As you remember your mom’s traditions, celebrate them by sharing with friends or family, and then re-create one of them. A woman from Iowa told me that the first Christmas after her mom died, she and her two sisters each brought the same salad to the family holiday dinner—one their mom had made every year for Christmas dinner! What a gift of healing they gave themselves.
Third, write a letter. Write to your mom, or write to your child or grandchild about your mom and one of her traditions. It’s an amazing process I used to heal of my own mother’s death, and it’s great way to honor the traditions and values of the one who made Christmas special for so many years.
I wrote my first letter to Mom on the anniversary of her death when Christmas ornaments she had made reminded me of the gifts of her life. That began the journey of writing letters that five years later became a book that has helped many people take their own journey of remembering, celebrating and healing.
Start with finding the imprints of your mother’s Holiday traditions, and then you’ll easily find the imprints of her entire life—the love and the values that can soothe and heal.

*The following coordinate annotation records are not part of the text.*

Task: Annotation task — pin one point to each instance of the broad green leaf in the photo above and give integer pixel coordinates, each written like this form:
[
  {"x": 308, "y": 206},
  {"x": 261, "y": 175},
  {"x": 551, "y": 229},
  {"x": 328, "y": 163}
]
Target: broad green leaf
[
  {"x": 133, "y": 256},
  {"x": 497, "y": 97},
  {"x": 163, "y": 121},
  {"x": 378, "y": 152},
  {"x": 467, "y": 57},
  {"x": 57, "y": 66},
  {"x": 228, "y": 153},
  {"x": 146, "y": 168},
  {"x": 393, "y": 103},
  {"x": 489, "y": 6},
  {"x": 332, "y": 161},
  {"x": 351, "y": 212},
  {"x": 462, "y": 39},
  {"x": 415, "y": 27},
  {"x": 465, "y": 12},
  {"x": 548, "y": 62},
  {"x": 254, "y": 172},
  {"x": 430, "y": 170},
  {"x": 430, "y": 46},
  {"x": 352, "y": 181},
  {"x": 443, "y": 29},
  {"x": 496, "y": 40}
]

One woman told me that reading Dear Mom was like getting a hug from her late mom. We all need a hug like that at Christmas. Give that hug to your friends and family, but give it to yourself as well. And know that your mom is smiling as she watches over you, again, as she always has, this Christmas season.
Thank you for sharing the journey, and please share this with anyone who has lost their mom and needs a hug. For more great information on taking the journey called Dear Mom, check out my new brochure by going to www.DearMomBook.com.
I wish you a blessed Christmas of finding the imprints of your mother’s life!